Deutsche Automobilkonzerne vs. soziale und gesellschaftliche Verantwortung?
»Integrität ist einer unserer vier Unternehmenswerte und bildet das Fundament für unsere Geschäftstätigkeit. Wir halten uns nicht nur an Recht und Gesetz, sondern richten unser Handeln auch an ethischen Grundsätzen und einem gemeinsamen Wertverständnis aus.« So steht es auf der Website von Daimler. Das hört sich wie bei vielen Konzernen fantastisch an, doch die Wirklichkeit sieht anders aus. Ein Kommentar von Jürgen Schöntauf.
31.07.2017
Vergangenen Freitag enthüllte der SPIEGEL in seiner aktuellen Titelgeschichte, dass sich die Automobilkonzerne VW, Audi, Porsche, BWM und Daimler seit den Neunzigerjahren insgeheim über Technik, Kosten, Zulieferer und die Abgasreinigung der Dieselfahrzeuge abgesprochen haben. Ein klarer Verstoß gegen das europäische Kartellrecht, der milliardenschwere Strafzahlungen nach sich ziehen wird.

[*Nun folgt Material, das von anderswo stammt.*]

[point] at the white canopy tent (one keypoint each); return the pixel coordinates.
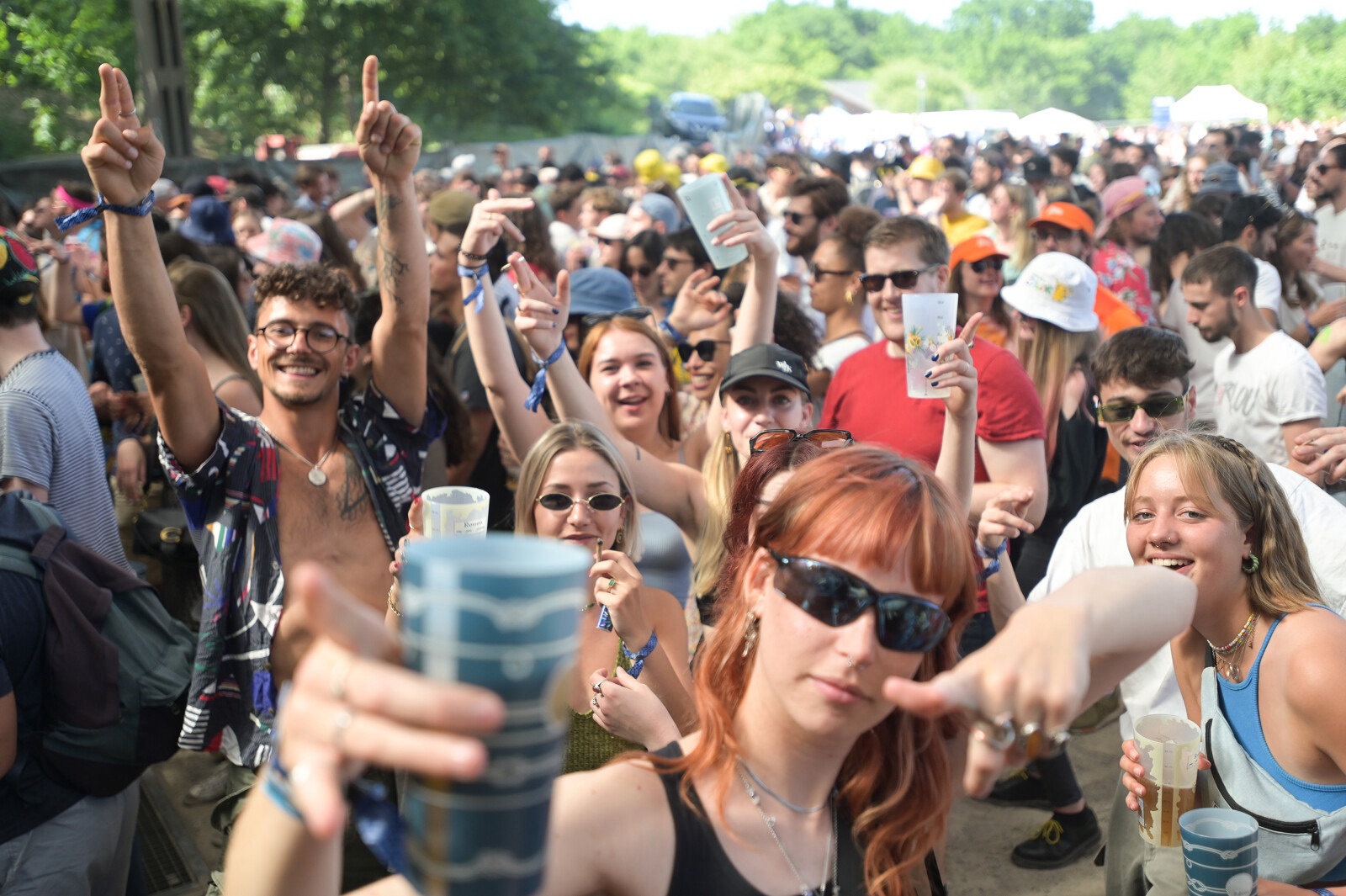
(1216, 103)
(1053, 123)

Doch was sind die genauen Folgen dieses Skandals?
Zunächst einmal brachen seit Freitag die Aktienkurse von VW, Audi, Porsche, BMW und Daimler ein, da Investoren hohe Strafzahlungen fürchten. Viele Autokäufer werden womöglich Schadensersatz einklagen, da diese auf Grund der Absprachen zwischen den Konzernen zu hohe Preise bezahlt haben könnten. Lieferanten der Hersteller könnten einen Wettbewerbsnachteil erlitten haben, wenn sich die Autohersteller darauf verständigt hatten, nur bei einem bestimmten Unternehmen einzukaufen. Auf Grund der drohenden Kartellstrafe und Schadensersatzklagen werden die Konzerne nun mit Sicherheit erst einmal hohe Rücklagen bilden und somit in diesem und wohl auch im nächsten Jahr keinen Gewinn verzeichnen. Ob das dazu führen wird, dass Arbeitsplätze gestrichen und unzählige Mitarbeiter entlassen werden, ist jetzt noch unklar.

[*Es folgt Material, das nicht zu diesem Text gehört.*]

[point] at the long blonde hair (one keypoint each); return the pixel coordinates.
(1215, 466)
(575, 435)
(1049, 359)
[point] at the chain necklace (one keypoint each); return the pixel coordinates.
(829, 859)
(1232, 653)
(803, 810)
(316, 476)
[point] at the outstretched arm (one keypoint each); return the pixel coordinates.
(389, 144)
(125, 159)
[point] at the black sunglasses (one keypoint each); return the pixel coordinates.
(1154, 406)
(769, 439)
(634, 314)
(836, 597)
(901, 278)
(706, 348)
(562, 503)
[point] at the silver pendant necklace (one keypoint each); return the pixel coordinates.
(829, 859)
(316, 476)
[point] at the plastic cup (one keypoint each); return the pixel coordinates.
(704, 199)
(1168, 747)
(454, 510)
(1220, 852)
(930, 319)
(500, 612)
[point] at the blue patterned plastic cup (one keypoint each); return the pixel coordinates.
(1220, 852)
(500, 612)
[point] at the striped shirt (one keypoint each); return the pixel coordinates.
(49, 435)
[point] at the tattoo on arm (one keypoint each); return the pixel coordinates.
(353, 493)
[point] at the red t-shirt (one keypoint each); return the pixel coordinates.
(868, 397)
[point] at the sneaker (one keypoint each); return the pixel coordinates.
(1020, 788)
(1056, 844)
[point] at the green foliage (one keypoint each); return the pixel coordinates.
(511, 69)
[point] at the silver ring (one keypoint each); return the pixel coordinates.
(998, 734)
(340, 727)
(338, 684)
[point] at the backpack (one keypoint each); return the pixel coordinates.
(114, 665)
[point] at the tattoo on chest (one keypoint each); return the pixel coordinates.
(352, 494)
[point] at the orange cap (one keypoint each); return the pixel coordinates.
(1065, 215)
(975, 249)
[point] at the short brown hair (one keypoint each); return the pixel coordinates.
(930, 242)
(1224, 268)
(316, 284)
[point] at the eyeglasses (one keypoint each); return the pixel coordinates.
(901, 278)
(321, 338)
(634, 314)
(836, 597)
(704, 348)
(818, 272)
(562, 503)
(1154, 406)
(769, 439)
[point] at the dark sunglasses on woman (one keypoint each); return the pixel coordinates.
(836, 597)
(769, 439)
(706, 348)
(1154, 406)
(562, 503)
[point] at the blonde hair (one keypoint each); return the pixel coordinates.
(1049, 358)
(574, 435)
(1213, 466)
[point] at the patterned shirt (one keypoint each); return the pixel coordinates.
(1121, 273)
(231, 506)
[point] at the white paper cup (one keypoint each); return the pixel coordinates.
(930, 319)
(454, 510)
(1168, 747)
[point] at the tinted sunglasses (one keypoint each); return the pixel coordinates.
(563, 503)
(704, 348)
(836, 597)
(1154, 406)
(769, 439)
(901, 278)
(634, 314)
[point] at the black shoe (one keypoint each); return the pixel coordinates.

Allerdings wird es zu einem massiven Einbrechen der Gewerbesteuer an den Standorten kommen, an denen sich die Produktionsstätten befinden. Denn ohne Gewinn keine Steuer. Und damit zählen zu den Leidtragenden dieser Absprachen dann nicht nur die Mitarbeiter, Zulieferer oder Aktionäre, sondern auch die Einwohner an den zahlreichen Standorten der großen Automobilbauer. So bereits geschehen 2015 und 2016 nach der Abgasaffäre an allen VW-Standorten. Alleine Wolfsburg verzeichnete 2015 einen Einbruch von rund 80 Prozent bei den Netto-Gewerbesteuereinzahlungen. Statt 253 Millionen Euro wie 2014 blieben nur etwa 52 Millionen Euro übrig. Die Folgen für viele Städte und Gemeinden und damit für deren Einwohner werden absehbar sein: Kürzungen öffentlicher Gelder, Reduzierung von Bauvorhaben, Schließungen öffentlicher Einrichtungen und steigende Kosten für viele bisher subventionierte Leistungen wie beispielsweise Kindergarten- oder Parkgebühren – gesellschaftliche Verantwortung sieht anders aus
Verantwortungsbewusstes Unternehmertum – Gibt es das überhaupt noch?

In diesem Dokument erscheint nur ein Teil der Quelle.